Die Revolte setzt auch in den Abkommen festgeschriebene Sicherheitsmechanismen ausser Kraft. Die schlecht bewaffnete palästinensische Polizei, die doch eigentlich ein Puffer zwischen PalästinenserInnen und israelischer Armee bilden sollte, die direkte Konfrontationen vermeiden sollte, nahm ihre Aufgabe nicht mehr wahr. Manche dieser Hilfspolizisten richteten ihre Waffen gar gegen die israelische Armee. Arafat, von den Ereignissen überrollt wie alle andern, ordnete laut islamistischen Quellen in Hebron sogar die Entwaffnung seiner eigenen Polizei an, um weitere bewaffnete Auseinandersetzungen zu vermeiden.

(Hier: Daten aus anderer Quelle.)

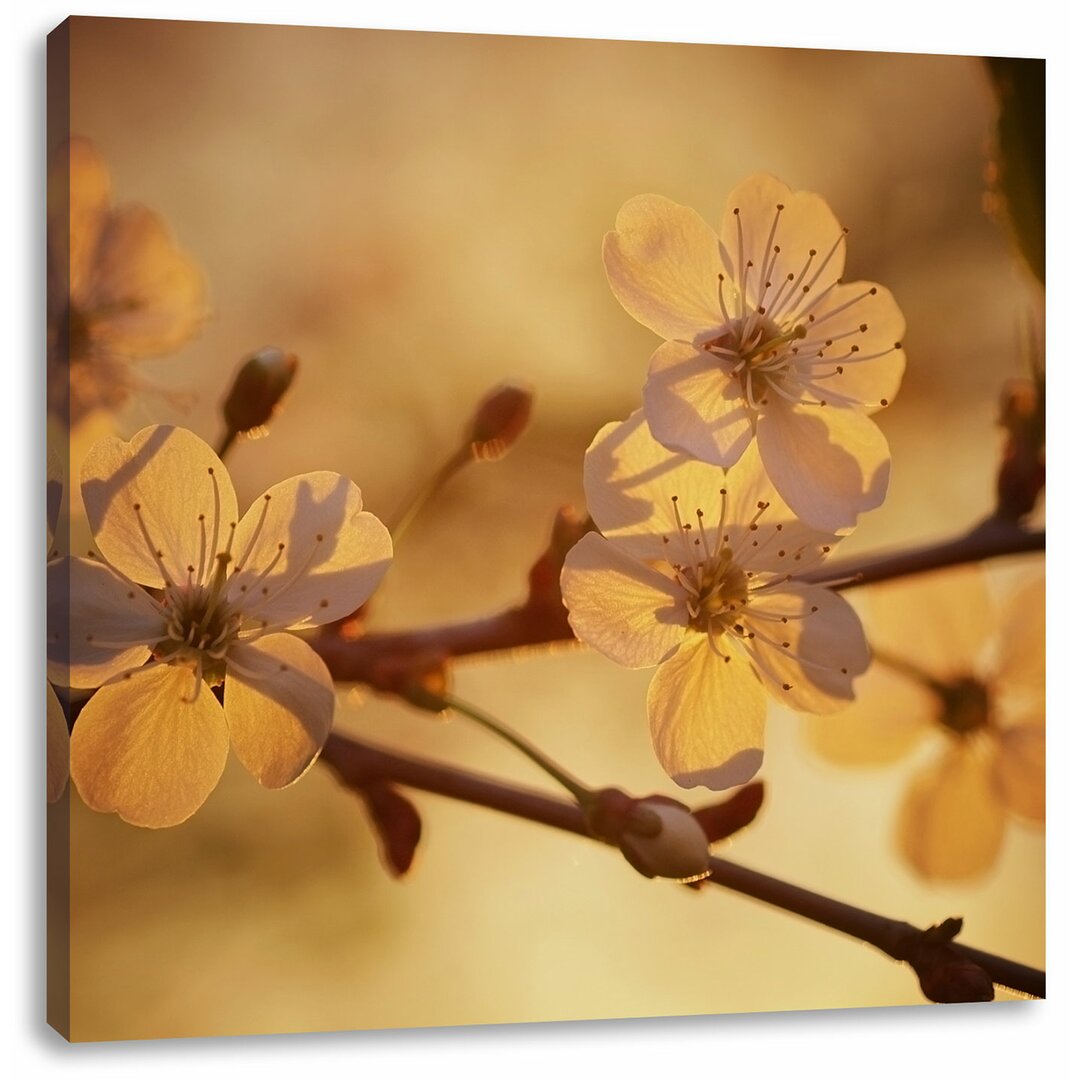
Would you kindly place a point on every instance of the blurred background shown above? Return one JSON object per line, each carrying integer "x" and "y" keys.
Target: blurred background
{"x": 419, "y": 216}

Und die Revolte lehnt sich unausgesprochen auch gegen die allen bisherigen Abkommen zu Grunde liegende Idee auf: die Teilung des Landes Palästina in zwei Staaten, einen für Juden und Jüdinnen und einen für Palästinenser und Palästinenserinnen. Die PalästinenserInnen mit israelischem Pass, die sich am Aufstand beteiligten, wandten sich mit ihren militanten Protesten in den arabischen Städten und Dörfern innerhalb Israels gegen all die Diskriminierungen, denen sie ausgesetzt sind. Israelis und PalästinenserInnen leben auf dem gleichen Stück Land. Alles, was ihnen fehlt, sind gleiche Rechte und gleiche Möglichkeiten, ein freies Leben zu leben.